New Hampshire’s First Woman U.S. District Judge Sworn In
Concord — Landya McCafferty brought extra excitement to her swearing-in ceremony Friday to a federal judgeship in New Hampshire simply by being a woman.
The former federal magistrate is the first female U.S. district judge in New Hampshire, and enjoyed praise at the official occasion from a number of other “female firsts.”
“What a joyous and historic day,” said 1st U.S. Circuit Court of Appeals Judge Sandra Lynch, who became the first woman appointed to that court, in 1995. “Today we celebrate the last of the ‘firsts.’ ”
With McCafferty’s appointment, every district in the circuit has at least one female judge. Besides New Hampshire, the circuit includes Maine, Massachusetts, Rhode Island and Puerto Rico.
U.S. Sen. Jeanne Shaheen, New Hampshire’s first woman governor and senator, said that while it’s an accomplishment to be the state’s first female federal district judge, McCafferty’s gender was not what got her there.

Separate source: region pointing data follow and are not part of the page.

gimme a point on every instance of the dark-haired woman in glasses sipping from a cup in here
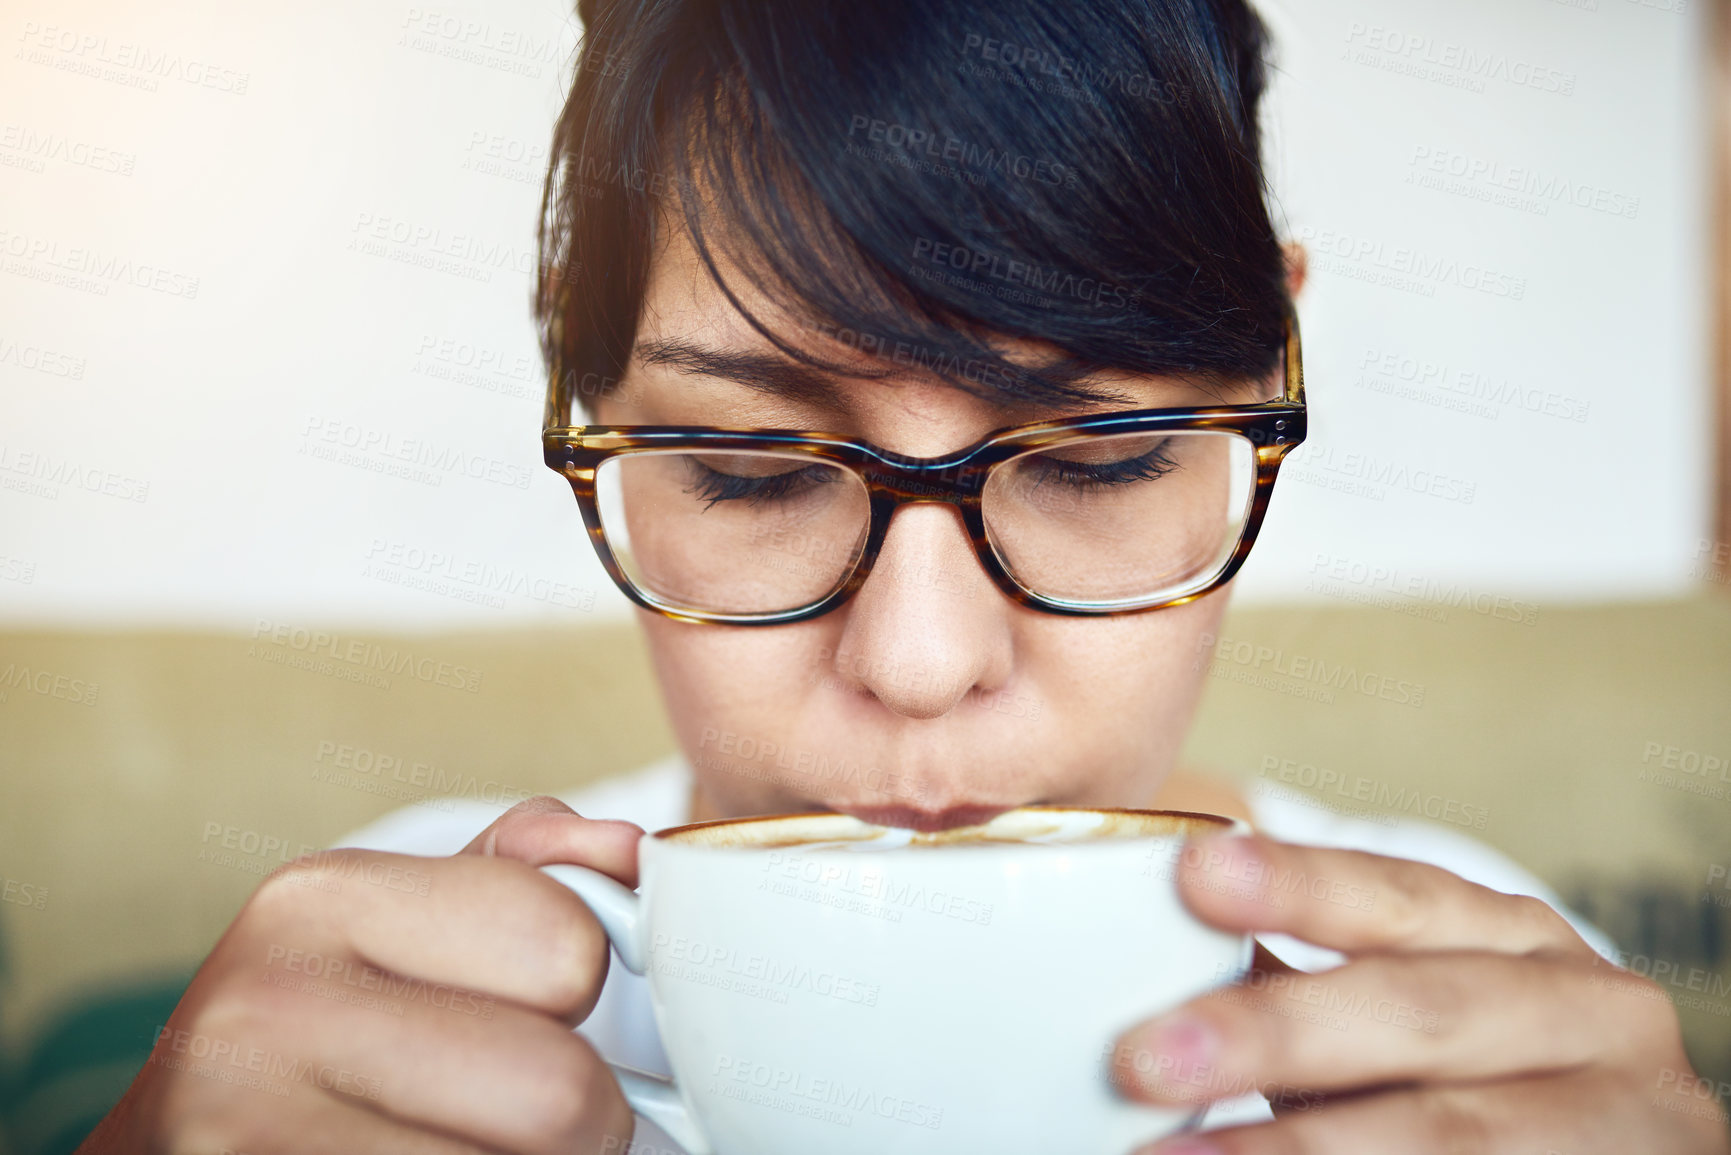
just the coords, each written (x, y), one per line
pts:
(917, 226)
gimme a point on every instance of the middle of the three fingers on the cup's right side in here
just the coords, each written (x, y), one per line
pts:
(1387, 1021)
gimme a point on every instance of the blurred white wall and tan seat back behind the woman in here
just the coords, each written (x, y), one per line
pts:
(271, 397)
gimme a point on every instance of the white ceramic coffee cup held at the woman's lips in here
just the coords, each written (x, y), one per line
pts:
(827, 986)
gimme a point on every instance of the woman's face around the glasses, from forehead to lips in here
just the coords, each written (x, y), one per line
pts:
(929, 699)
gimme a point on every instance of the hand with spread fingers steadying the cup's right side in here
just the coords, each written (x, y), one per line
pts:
(1465, 1021)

“She was born to be a judge,” the Democratic senator said.
McCafferty previously served as a federal magistrate, a public defender, a civil litigator and disciplinary counsel to the New Hampshire Supreme Court.
The senator pushed for McCafferty’s nomination, which President Obama announced in May, and the U.S. Senate confirmed by a wide margin in December.
During her confirmation hearing, McCafferty said the most important element of judicial temperament is humility.
“A judge must function at all times with the understanding that she serves the people in her courtroom, and not the other way around,” she said.
McCafferty received a standing ovation after taking the oath of office Friday, and she credited numerous mentors, including a high school history teacher from South Carolina who attended the ceremony.
“I stand here on the shoulders of (her) and so many others,” she said.
U.S. Sen. Kelly Ayotte, a Republican who lobbied for McCafferty’s appointment and who served as the state’s first woman attorney general, said she couldn’t think of anyone more deserving of the appointment.
Colleagues and friends who also spoke at the ceremony at the federal court building touted McCafferty’s intellect, integrity, compassion and command of technology. During her three years as a magistrate, McCafferty held “brown bag” lunches for lawyers and judges on how to use technology, particularly iPads, to improve efficiency.
She also has trained judges nationwide as a faculty member of the Federal Judicial Center.
Boston lawyer Lisa Atwood, who led the American Bar Association’s peer review of McCafferty’s qualifications, said she received the highest rating possible. She interviewed McCafferty for nearly five hours and was struck by her humility and thoughtfulness, Atwood said.
Public defender Randy Hawkes supervised McCafferty when she arrived at the Dover office from a major law firm.
“She clearly was as comfortable in the trenches as she was in the library,” Hawkes said.
McCafferty, of Portsmouth, received her undergraduate degree from Harvard University and her law degree from Northeastern University School of Law.